Но только что он ушел, Елена тотчас же меня окликнула.
— Кто это? — спросила она. Голос ее дрожал, но смотрела она на меня всё тем же пристальным и как будто надменным взглядом. Иначе я не умею выразиться.
Я назвал ей фамилию Маслобоева и прибавил, что через него-то я и вырвал ее от Бубновой и что Бубнова его очень боится. Щеки ее вдруг загорелись как будто заревом, вероятно от воспоминаний.
— И она теперь никогда не придет сюда? — спросила Елена, пытливо смотря на меня.
Я поспешил ее обнадежить. Она замолчала, взяла было своими горячими пальчиками мою руку, но тотчас же отбросила ее, как будто опомнившись. «Не может быть, чтоб она в самом деле чувствовала ко мне такое отвращение, — подумал я. — Это ее манера, или… или просто бедняжка видела столько горя, что уж не доверяет никому на свете».
В назначенное время я сходил за лекарством и вместе с тем в знакомый трактир, в котором я иногда обедал и где мне верили в долг. В этот раз, выходя из дому, я захватил с собой судки и взял в трактире порцию супу из курицы для Елены. Но она не хотела есть, и суп до времени остался в печке.
Дав ей лекарство, я сел за свою работу. Я думал, что она спит, но, нечаянно взглянув на нее, вдруг увидел, что она приподняла голову и пристально следила, как я пишу. Я притворился, что не заметил ее.
Наконец она и в самом деле заснула и, к величайшему моему удовольствию, спокойно, без бреду и без стонов. На меня напало раздумье; Наташа не только могла, не зная, в чем дело, рассердиться на меня за то, что я не приходил к ней сегодня, но даже, думал я, наверно будет огорчена моим невниманием именно в такое время, когда, может быть, я ей наиболее нужен. У нее даже наверно могли случиться теперь какие-нибудь хлопоты, какое-нибудь дело препоручить мне, а меня, как нарочно, и нет.

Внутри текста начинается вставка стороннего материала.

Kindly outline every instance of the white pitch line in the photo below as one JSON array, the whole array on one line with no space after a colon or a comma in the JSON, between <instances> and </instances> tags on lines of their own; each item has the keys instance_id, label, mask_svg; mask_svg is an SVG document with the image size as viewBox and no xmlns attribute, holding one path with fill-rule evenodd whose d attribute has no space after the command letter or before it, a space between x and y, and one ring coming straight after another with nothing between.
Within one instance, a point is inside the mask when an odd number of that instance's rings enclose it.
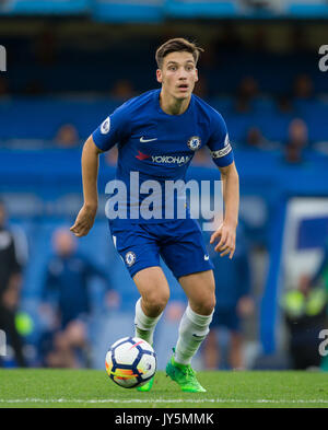
<instances>
[{"instance_id":1,"label":"white pitch line","mask_svg":"<svg viewBox=\"0 0 328 430\"><path fill-rule=\"evenodd\" d=\"M272 400L272 399L236 399L236 398L149 398L149 399L141 399L141 398L131 398L131 399L117 399L117 398L105 398L105 399L80 399L80 398L49 398L49 399L44 399L44 398L15 398L15 399L4 399L0 398L0 404L19 404L19 403L40 403L40 404L62 404L62 403L73 403L73 404L105 404L105 403L122 403L122 404L131 404L131 403L138 403L138 404L143 404L143 403L212 403L212 404L225 404L225 403L246 403L246 404L278 404L278 405L283 405L283 404L328 404L328 399L297 399L297 400L288 400L288 399L282 399L282 400Z\"/></svg>"}]
</instances>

Что же касается до Анны Андреевны, то я совершенно не знал, как завтра отговорюсь перед нею. Я думал-думал и вдруг решился сбегать и туда и сюда. Всё мое отсутствие могло продолжаться всего только два часа. Елена же спит и не услышит, как я схожу. Я вскочил, накинул пальто, взял фуражку, но только было хотел уйти, как вдруг Елена позвала меня. Я удивился: неужели ж она притворялась, что спит?